長谷は食べることが好きだ。
作るのも勿論だが、それはやっぱり食べることが前提。
美味しいものを食べて、会話をして。誰かのことを知り、自分のことを知ってもらう。そういう時間が、最高に幸せなひと時だと信じている。
追いかけていた夢を諦めた時、次の道を探さざるを得なくなった長谷は、自然と調理師の専門学校を選んだ。
たくさん食べて幸せになるなら、こんな簡単な話はない。
自分がそうだから。同じように人を幸せに出来る仕事。
だけど仕事を離れた長谷の料理は、なかなか人に受け入れてもらえないのも事実。これだけ不味そうに見えては、仕方ないだろう。
今までどんな人と付き合っても、一言の文句も言わずに、出されたものを食べてくれる人はいなかった。
最初は良くたって、別れるまでにこれで必ず、一度くらいはケンカになる。
それなのに橘は、つれないまでもちゃんと長谷の会話に付き合い、出した料理を残さず食べてくれる。気を使う訳でもなく、自然にしてくれている行為なのだとわかるだけに、とても嬉しかった。
―――なあ、橘さん。朝晩はオレが作ってるけど、昼はどうしてんの?
―――朝晩にこれだけボリュームのあるものを食べていて、昼にまで食べる必要はないだろ。
―――そんなん言うてるから細いんやで。
―――問題ない。
―――いっつもは?自分で料理なんかせえへんやんな。外食?
―――付き合いでそうすることもあるが、まあ大体、適当に済ませるな。
―――適当て…まさか橘さん、総合栄養食を主食にしてるクチ?
―――総合栄養食?
―――クッキーみたいなんとか、ゼリーみたいなんとか。薬局なんかで売ってるやつ。
―――よくわかったな。
―――勘弁してや…そんなん身体壊すって。
―――お前に関係ないだろ。
どうやら橘は食に対して、全くこだわりがないようだ。長谷の料理にしても、美味しければ見た目が最悪でも、構わないらしい。

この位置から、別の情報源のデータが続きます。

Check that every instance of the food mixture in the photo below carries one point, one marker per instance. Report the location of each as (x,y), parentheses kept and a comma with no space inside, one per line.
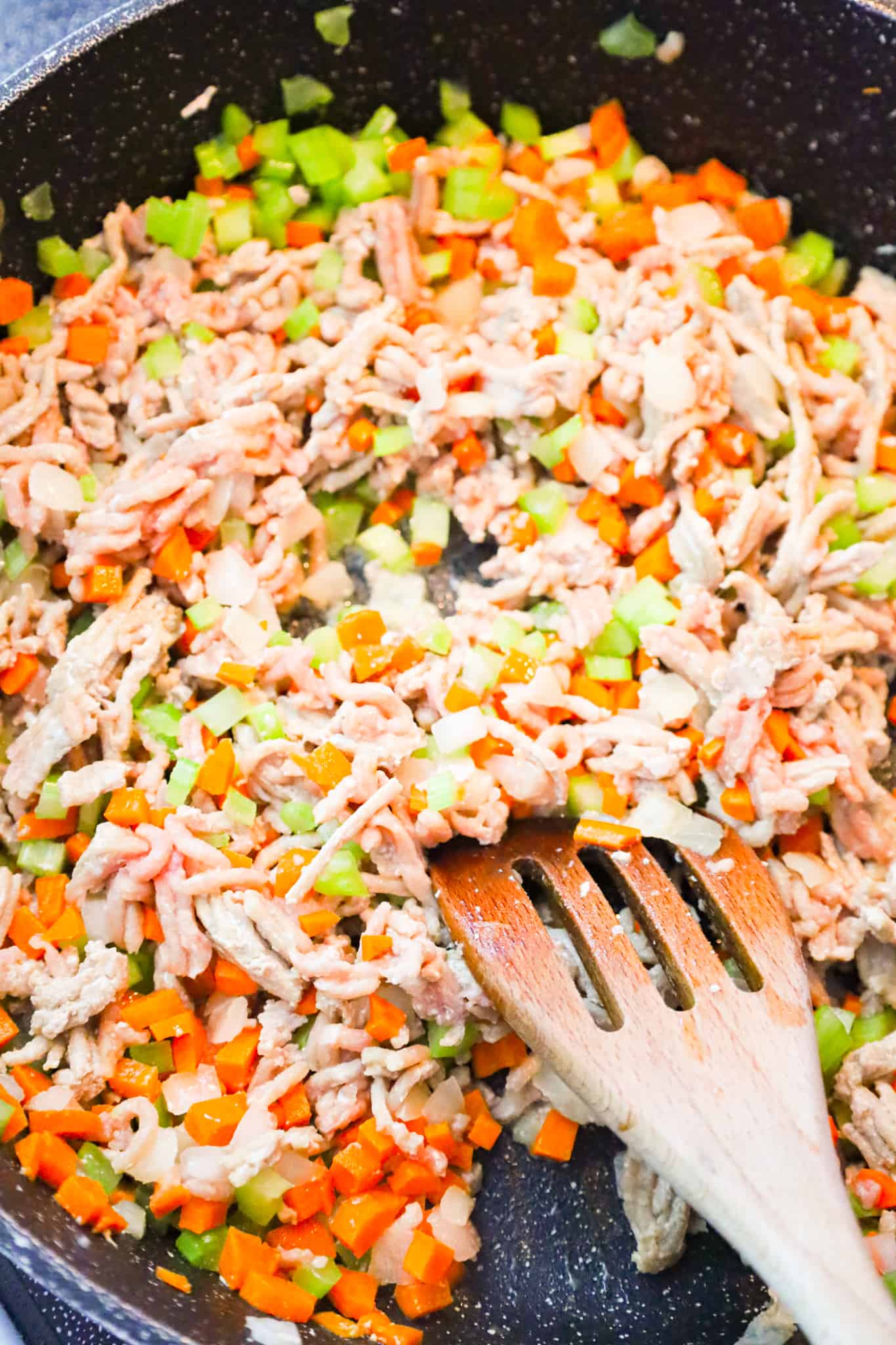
(242,694)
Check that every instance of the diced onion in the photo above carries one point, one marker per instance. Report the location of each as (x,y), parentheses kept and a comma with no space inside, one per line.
(230,577)
(55,489)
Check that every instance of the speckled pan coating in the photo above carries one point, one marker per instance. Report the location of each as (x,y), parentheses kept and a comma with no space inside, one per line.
(777,89)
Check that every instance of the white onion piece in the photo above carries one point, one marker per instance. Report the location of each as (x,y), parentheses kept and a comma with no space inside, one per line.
(246,634)
(183,1090)
(457,1207)
(53,487)
(230,579)
(667,820)
(445,1103)
(330,585)
(562,1097)
(667,695)
(389,1251)
(135,1218)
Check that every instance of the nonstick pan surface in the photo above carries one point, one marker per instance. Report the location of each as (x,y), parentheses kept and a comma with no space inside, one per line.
(801,97)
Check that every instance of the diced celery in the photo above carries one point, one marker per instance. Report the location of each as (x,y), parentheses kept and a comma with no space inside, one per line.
(842,355)
(203,1250)
(521,123)
(809,259)
(50,806)
(341,877)
(238,807)
(441,791)
(437,1032)
(297,816)
(303,320)
(304,93)
(317,1279)
(161,721)
(545,505)
(328,271)
(386,545)
(645,604)
(874,1028)
(223,711)
(324,645)
(437,639)
(322,154)
(161,358)
(236,124)
(833,1040)
(585,795)
(158,1053)
(205,613)
(181,782)
(42,857)
(93,1164)
(616,639)
(267,721)
(628,39)
(606,669)
(430,521)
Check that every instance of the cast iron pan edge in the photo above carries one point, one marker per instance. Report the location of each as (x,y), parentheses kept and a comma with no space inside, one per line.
(785,101)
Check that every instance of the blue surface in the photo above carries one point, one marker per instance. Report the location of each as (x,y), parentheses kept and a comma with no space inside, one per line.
(28,27)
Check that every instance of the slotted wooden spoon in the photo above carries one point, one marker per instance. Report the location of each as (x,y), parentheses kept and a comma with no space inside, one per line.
(725,1097)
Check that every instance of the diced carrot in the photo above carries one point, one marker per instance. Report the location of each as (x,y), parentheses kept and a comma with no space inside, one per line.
(167,1199)
(609,132)
(133,1079)
(536,232)
(427,1259)
(128,807)
(644,491)
(738,803)
(232,979)
(551,276)
(88,343)
(626,232)
(82,1197)
(214,1122)
(656,562)
(355,1294)
(236,1060)
(20,671)
(405,155)
(557,1138)
(244,1254)
(385,1020)
(505,1053)
(174,1279)
(375,946)
(360,1220)
(312,1196)
(609,835)
(33,827)
(175,558)
(419,1300)
(16,299)
(763,222)
(68,929)
(291,868)
(484,1133)
(326,767)
(716,182)
(24,927)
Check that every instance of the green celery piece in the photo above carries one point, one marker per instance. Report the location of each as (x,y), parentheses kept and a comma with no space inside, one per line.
(203,1250)
(436,1032)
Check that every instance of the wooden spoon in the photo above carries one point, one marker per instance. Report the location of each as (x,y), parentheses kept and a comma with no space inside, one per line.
(725,1097)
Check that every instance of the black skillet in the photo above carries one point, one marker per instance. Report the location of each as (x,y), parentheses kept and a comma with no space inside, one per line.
(801,97)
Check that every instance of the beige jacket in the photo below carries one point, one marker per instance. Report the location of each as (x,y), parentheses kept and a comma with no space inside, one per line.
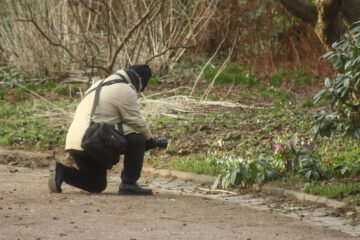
(117,103)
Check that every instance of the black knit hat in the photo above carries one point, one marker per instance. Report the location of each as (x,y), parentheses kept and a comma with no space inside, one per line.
(143,71)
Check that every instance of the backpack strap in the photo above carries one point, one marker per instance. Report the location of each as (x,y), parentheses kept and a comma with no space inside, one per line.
(122,80)
(97,93)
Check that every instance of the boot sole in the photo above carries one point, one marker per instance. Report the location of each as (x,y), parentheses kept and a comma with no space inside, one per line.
(52,182)
(125,192)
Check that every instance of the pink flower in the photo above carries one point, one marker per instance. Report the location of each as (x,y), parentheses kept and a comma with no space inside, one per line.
(278,148)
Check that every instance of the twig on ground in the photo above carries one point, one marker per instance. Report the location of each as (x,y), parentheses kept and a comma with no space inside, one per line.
(217,190)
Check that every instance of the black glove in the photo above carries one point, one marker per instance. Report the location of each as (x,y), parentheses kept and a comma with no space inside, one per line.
(150,144)
(159,142)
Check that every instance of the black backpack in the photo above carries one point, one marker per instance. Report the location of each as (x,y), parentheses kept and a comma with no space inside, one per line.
(101,140)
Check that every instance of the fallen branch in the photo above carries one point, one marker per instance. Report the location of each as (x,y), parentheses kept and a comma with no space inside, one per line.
(34,93)
(217,190)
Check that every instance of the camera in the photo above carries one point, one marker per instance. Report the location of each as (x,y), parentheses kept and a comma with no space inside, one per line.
(161,142)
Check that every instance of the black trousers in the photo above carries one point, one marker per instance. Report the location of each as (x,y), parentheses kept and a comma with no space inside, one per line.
(91,175)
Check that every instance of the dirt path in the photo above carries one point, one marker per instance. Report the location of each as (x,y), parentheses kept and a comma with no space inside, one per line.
(29,211)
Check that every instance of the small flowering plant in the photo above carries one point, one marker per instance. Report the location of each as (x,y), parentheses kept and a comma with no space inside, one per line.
(299,160)
(284,157)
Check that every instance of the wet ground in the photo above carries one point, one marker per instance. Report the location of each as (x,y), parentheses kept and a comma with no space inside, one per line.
(178,210)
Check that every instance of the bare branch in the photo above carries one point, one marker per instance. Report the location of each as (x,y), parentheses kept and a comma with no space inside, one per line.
(166,50)
(128,35)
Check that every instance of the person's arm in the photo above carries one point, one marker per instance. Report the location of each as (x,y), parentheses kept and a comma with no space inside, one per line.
(130,113)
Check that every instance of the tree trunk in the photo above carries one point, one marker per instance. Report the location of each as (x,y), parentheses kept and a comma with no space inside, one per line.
(330,19)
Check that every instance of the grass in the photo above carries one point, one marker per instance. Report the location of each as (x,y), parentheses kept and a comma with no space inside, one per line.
(24,124)
(231,74)
(204,141)
(337,190)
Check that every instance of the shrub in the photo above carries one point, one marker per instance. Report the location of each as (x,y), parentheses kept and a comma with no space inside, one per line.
(344,90)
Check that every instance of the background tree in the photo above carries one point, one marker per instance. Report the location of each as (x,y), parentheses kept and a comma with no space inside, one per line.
(55,37)
(330,19)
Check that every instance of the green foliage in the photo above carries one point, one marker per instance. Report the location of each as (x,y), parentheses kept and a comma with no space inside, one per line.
(345,169)
(153,81)
(302,78)
(307,102)
(343,91)
(8,74)
(277,78)
(301,160)
(231,74)
(20,126)
(247,173)
(200,164)
(333,190)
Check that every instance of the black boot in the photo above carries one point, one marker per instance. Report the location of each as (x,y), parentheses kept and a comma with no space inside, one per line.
(56,177)
(133,189)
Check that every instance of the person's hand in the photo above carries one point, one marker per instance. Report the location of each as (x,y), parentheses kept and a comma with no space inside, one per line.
(150,144)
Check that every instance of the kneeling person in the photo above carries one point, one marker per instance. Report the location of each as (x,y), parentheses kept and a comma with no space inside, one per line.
(117,106)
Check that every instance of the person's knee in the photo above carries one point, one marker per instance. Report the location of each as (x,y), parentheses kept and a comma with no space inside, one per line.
(97,186)
(135,140)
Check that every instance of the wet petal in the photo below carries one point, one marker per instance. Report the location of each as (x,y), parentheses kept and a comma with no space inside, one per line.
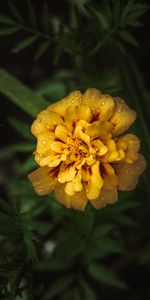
(44,141)
(93,187)
(74,98)
(99,129)
(128,173)
(131,145)
(77,201)
(102,106)
(42,182)
(76,113)
(66,173)
(75,185)
(122,118)
(61,132)
(46,120)
(106,197)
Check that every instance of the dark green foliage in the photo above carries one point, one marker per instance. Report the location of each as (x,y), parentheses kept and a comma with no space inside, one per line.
(46,251)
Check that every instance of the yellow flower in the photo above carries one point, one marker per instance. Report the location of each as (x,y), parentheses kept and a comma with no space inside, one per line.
(82,153)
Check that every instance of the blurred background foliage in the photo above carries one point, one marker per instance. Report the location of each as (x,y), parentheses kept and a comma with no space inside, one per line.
(46,251)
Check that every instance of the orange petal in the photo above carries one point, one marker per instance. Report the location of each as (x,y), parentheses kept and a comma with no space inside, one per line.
(77,201)
(95,183)
(76,113)
(42,182)
(45,120)
(66,173)
(102,106)
(106,197)
(131,145)
(122,118)
(99,129)
(128,173)
(74,98)
(44,141)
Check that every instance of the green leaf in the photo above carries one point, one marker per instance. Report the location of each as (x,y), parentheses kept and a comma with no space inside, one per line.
(7,20)
(22,128)
(101,230)
(106,276)
(25,43)
(32,14)
(45,16)
(5,206)
(59,285)
(89,293)
(128,37)
(15,11)
(21,95)
(9,30)
(41,50)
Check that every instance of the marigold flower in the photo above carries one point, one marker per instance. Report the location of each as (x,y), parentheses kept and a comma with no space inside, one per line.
(82,153)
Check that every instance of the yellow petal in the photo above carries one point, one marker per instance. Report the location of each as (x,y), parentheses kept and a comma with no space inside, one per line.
(128,173)
(61,132)
(122,118)
(46,120)
(42,182)
(76,113)
(66,173)
(57,147)
(102,106)
(106,197)
(80,134)
(101,149)
(74,98)
(44,141)
(93,187)
(77,201)
(75,185)
(99,129)
(132,144)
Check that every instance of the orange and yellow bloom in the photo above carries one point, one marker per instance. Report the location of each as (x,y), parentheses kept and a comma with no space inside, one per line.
(82,153)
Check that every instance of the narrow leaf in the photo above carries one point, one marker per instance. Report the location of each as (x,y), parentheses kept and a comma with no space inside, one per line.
(9,30)
(15,11)
(45,17)
(128,37)
(44,46)
(21,95)
(106,276)
(25,43)
(7,20)
(32,14)
(5,206)
(22,128)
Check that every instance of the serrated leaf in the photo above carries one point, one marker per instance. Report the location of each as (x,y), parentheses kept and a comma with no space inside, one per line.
(128,37)
(21,95)
(32,14)
(9,30)
(106,276)
(25,43)
(15,11)
(7,20)
(41,50)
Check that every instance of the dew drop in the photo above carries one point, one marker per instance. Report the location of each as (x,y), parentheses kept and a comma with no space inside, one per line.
(73,101)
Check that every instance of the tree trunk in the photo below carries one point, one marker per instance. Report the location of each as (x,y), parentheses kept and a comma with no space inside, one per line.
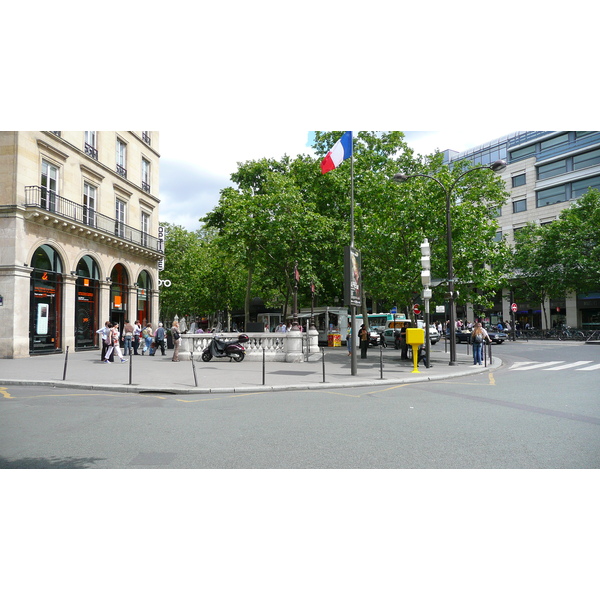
(247,300)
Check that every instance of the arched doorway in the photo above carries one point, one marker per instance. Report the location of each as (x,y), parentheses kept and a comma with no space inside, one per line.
(119,287)
(144,284)
(86,303)
(45,304)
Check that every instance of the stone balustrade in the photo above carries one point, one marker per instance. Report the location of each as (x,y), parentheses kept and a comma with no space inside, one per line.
(292,346)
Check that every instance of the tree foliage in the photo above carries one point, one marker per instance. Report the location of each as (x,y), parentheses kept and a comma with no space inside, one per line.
(284,211)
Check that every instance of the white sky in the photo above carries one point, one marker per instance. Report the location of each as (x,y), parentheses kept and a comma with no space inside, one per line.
(196,165)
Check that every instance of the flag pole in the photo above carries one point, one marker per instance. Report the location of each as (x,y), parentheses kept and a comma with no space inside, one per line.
(353,356)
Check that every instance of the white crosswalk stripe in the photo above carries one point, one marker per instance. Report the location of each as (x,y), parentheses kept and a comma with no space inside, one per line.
(554,365)
(590,368)
(530,366)
(570,365)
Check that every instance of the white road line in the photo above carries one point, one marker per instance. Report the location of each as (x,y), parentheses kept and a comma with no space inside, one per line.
(569,365)
(591,368)
(539,365)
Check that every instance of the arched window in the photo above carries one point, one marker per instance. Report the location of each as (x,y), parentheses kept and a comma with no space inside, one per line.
(144,284)
(45,306)
(87,291)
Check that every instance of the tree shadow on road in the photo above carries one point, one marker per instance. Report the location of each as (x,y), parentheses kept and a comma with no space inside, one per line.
(68,462)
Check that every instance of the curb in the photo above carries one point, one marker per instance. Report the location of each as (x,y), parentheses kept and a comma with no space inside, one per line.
(421,377)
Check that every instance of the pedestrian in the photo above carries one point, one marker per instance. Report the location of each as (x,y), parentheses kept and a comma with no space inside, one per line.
(137,332)
(127,337)
(105,333)
(176,340)
(363,336)
(148,338)
(114,346)
(478,336)
(159,338)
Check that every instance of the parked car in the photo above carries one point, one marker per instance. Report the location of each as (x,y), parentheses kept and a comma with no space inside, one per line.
(497,337)
(434,336)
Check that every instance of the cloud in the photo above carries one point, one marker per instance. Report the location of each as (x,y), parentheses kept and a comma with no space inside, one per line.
(196,165)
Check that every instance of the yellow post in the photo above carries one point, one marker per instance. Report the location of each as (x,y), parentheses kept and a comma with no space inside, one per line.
(415,336)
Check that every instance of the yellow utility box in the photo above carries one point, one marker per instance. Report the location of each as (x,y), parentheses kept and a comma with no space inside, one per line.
(415,336)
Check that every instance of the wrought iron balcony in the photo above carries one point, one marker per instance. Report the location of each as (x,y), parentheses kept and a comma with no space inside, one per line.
(91,151)
(47,200)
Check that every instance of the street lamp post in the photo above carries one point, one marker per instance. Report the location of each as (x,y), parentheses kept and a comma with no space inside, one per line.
(497,167)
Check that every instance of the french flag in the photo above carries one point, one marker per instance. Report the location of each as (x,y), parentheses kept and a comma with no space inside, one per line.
(340,151)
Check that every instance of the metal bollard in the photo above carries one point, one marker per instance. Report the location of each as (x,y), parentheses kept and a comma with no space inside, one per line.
(66,361)
(194,368)
(130,366)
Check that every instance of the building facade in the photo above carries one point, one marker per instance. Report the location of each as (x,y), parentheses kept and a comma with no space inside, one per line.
(546,171)
(79,238)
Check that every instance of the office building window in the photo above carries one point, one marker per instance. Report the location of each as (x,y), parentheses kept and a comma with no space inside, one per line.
(581,187)
(551,195)
(552,169)
(146,175)
(520,205)
(552,142)
(518,180)
(522,152)
(90,144)
(121,158)
(587,159)
(89,205)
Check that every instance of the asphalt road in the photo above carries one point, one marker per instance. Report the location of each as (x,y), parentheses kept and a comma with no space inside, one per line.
(540,410)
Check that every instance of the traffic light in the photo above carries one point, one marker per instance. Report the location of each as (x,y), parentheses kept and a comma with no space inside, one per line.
(425,263)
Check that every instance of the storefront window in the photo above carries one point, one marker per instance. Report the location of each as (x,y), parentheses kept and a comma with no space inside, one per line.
(86,303)
(45,323)
(143,297)
(118,294)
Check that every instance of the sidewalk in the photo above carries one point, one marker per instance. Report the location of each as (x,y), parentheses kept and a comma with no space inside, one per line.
(160,375)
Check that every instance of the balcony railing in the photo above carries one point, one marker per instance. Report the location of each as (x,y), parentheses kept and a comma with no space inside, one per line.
(40,197)
(91,151)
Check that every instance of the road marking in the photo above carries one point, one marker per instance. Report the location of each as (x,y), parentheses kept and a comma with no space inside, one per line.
(591,368)
(537,365)
(569,365)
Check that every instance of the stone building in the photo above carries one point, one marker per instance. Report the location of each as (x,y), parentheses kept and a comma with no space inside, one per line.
(78,236)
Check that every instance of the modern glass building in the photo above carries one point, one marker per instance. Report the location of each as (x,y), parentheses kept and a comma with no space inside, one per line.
(546,171)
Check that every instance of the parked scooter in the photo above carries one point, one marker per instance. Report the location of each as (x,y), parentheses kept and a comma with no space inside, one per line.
(226,349)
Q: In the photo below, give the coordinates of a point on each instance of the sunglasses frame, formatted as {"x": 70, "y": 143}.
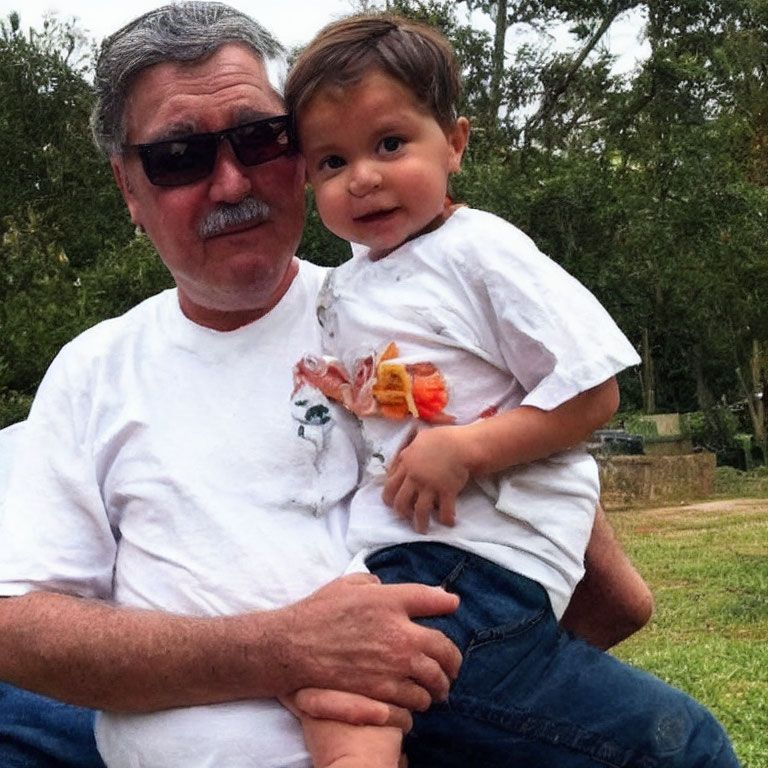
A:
{"x": 147, "y": 151}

そんな彼は、特に好きなものも、食べられないものもない。と、言うのだけど。
長谷は気付いてしまった。
―――本日のデザートは、チョコレートババロアとティラミスの合体やで。店でも評判やねん。
言いながら長谷が差し出したもの。
確かに彼の勤める店では、同じレシピのものが提供されている。